Yeah, that whole Booker Prize challenge I pretended I was going to do? Well, I really meant to. I LOVED The Gathering, and re-reading Paddy Clarke, Ha Ha Ha gave me a whole new appreciation for it I didn't get the first time I read it. Then Atwood and her Blind Assassin had to go and ruin it for me. That, and the fact that I read the same 50 pages of The Inheritance of Loss no fewer than three times, after putting it down, reading something else and returning to it. For some reason I just can't get into it. So I put aside the Bookers and just read some books.

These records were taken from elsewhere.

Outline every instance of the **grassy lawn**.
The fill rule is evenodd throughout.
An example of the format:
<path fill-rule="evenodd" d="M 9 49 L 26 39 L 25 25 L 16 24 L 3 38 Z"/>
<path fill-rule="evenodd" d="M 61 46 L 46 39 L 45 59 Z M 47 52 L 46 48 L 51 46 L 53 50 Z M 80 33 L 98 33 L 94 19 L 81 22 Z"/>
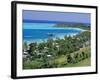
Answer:
<path fill-rule="evenodd" d="M 91 66 L 91 59 L 87 58 L 75 64 L 68 64 L 66 67 L 84 67 L 84 66 Z"/>
<path fill-rule="evenodd" d="M 87 47 L 84 47 L 84 48 L 81 48 L 79 51 L 76 51 L 74 53 L 82 53 L 82 51 L 84 52 L 87 52 L 87 54 L 90 53 L 90 46 L 87 46 Z M 71 53 L 71 54 L 74 54 L 74 53 Z M 55 63 L 56 64 L 59 64 L 59 67 L 81 67 L 81 66 L 90 66 L 91 65 L 91 57 L 88 57 L 86 59 L 83 59 L 81 60 L 80 62 L 78 63 L 66 63 L 66 56 L 65 55 L 62 55 L 62 56 L 59 56 L 55 59 Z"/>

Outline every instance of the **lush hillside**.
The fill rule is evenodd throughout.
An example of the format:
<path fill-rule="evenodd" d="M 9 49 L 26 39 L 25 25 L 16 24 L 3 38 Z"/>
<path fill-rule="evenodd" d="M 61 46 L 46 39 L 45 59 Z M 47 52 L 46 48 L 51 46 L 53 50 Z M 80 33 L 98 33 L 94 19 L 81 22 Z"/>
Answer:
<path fill-rule="evenodd" d="M 89 66 L 91 32 L 84 31 L 64 39 L 52 38 L 41 43 L 23 43 L 23 69 Z M 86 62 L 85 62 L 86 61 Z M 82 64 L 84 63 L 84 64 Z"/>

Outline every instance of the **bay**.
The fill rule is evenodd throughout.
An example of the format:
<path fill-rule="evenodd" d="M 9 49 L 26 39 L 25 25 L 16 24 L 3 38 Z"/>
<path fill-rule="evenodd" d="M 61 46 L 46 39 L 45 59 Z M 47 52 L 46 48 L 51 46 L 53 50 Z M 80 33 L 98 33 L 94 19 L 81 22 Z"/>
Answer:
<path fill-rule="evenodd" d="M 27 42 L 40 42 L 49 38 L 74 36 L 83 31 L 78 28 L 57 28 L 53 27 L 54 25 L 54 23 L 25 23 L 23 25 L 23 40 Z"/>

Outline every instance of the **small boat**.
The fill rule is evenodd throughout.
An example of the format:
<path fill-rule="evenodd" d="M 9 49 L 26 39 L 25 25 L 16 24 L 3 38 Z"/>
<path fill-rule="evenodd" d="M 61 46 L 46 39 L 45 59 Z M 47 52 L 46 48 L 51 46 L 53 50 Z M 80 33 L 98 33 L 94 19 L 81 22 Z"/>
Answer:
<path fill-rule="evenodd" d="M 54 36 L 54 33 L 47 33 L 48 34 L 48 36 Z"/>

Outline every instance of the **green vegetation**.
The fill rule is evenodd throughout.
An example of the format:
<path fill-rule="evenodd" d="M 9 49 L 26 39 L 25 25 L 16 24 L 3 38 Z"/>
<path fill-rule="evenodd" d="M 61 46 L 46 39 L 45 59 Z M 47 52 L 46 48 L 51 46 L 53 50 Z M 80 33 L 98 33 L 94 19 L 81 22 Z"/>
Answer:
<path fill-rule="evenodd" d="M 23 69 L 79 67 L 91 65 L 91 32 L 41 43 L 23 43 Z"/>
<path fill-rule="evenodd" d="M 76 64 L 68 64 L 66 65 L 65 67 L 84 67 L 84 66 L 90 66 L 91 65 L 91 59 L 90 58 L 87 58 L 87 59 L 84 59 Z"/>

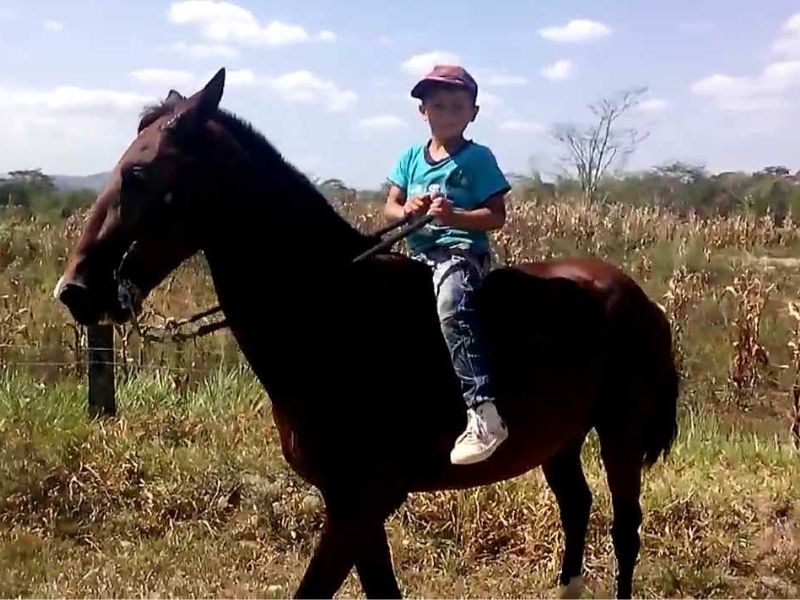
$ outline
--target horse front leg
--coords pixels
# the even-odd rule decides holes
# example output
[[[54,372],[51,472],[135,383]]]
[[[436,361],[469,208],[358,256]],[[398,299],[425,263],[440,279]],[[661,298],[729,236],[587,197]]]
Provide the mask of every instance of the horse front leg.
[[[346,524],[326,514],[322,535],[294,597],[333,598],[355,561],[355,548]]]
[[[367,597],[400,597],[384,529],[405,499],[396,496],[327,495],[322,535],[296,598],[332,598],[354,565]]]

Since I last posted, I have read both Mercy and Nineteen Minutes by Jodi Picoult, A Thousand Splendid Suns, by Khaled Hosseini, Saturday by Ian McEwan, I, Mona Lisa, by Jeanne Kalogridis, The Almost Moon by Alice Sebold, and Loving Frank by Nancy Horan.
I figured out what it is I love about Picoult--it's when she writes from the point of view of a teenager. Somehow she captures the raw angst of needing to be accepted by your peers, understood by your family, and all that comes with that. This is probably why Mercy, which I expected to be very moving, left me underwhelmed and why Nineteen Minutes disturbed me and touched me on so many levels.
I thought A Thousand Splendid Suns was even more amazing than The Kite Runner, perhaps for no reason other than because it focuses on the lives of two women rather than men. It was the first book in a long time that I found myself sobbing over.
The others were good, but didn't move me enough to recall any specifics this far from when I first read them. Because I read mostly at night before bed, I end up retaining less than I should.
So I had intended to read 50 books this year. I managed 27. Eh. Having been given a $100 gift card to Barnes and Noble and considering Los Angeles has about eleventy billion public library branches to choose from, I am hoping to hit at least 30 books this coming year. Maybe I'll surprise myself and get to 35.
Of course, I am about 30 pages into Tolstoy's War & Peace right now, so maybe I should be just be happy if I can get through that before this time next year.